This Cruel Love
Page 17
“You can leave the smart mouth behind.”
“But then our twelve weeks will be so boring.”
I turned around to leave his office, not sure if I had the upper hand or not. Jackson Caine put me all out of sorts whenever I went toe-to-toe with him. Truth be told, I quite enjoyed it actually, but I wasn’t ever going to admit that to anyone. Especially him.
Twenty-One years ago…
“Why do I have to take her everywhere I go? She’s so annoying.”

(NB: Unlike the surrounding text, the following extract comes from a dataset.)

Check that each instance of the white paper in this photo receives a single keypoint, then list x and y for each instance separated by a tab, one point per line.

Travis was always whining about his little sister, Ryley. But I didn’t get it. To me, she was the cutest thing I’d ever seen.
“You’re lucky you’ve got a sister. I’ve got no one,” I replied, hoping he’d wake up and realise he was lucky to have someone else relying on him. No one even cared I existed most of the time. Well, that was until I came here, to the Emerson’s. Then I went from a total nobody to somebody. I was Ryley’s favourite somebody.
Looking down at the little two-year-old holding my hand, I felt a burning sensation in my chest. I felt more protective over her than her own brother. What was up with that?
Her chubby knees were covered in bruises, and she wore pink dungarees which were already caked in mud. Her blonde ringlets were tied up with a yellow ribbon, but stray curls had escaped and framed her pretty little face. She was bobbing her head from side to side and singing nursery rhymes, totally ignorant to Travis’s utter disdain for her.
The adults called her a Tomboy, but she wasn’t, really. She loved listening to me read fairy stories to her, and acting them out with her teddies. Me? It was my favourite thing to do, to sit and watch her. She mesmerised me; or at least that’s what I’d heard the adults say about it all. She was curious about everything and always so full of life. Being around her made me feel good about myself, which was something I usually struggled with. Travis was one of my best friends, but it was Ryley I really looked forward to seeing when we visited here.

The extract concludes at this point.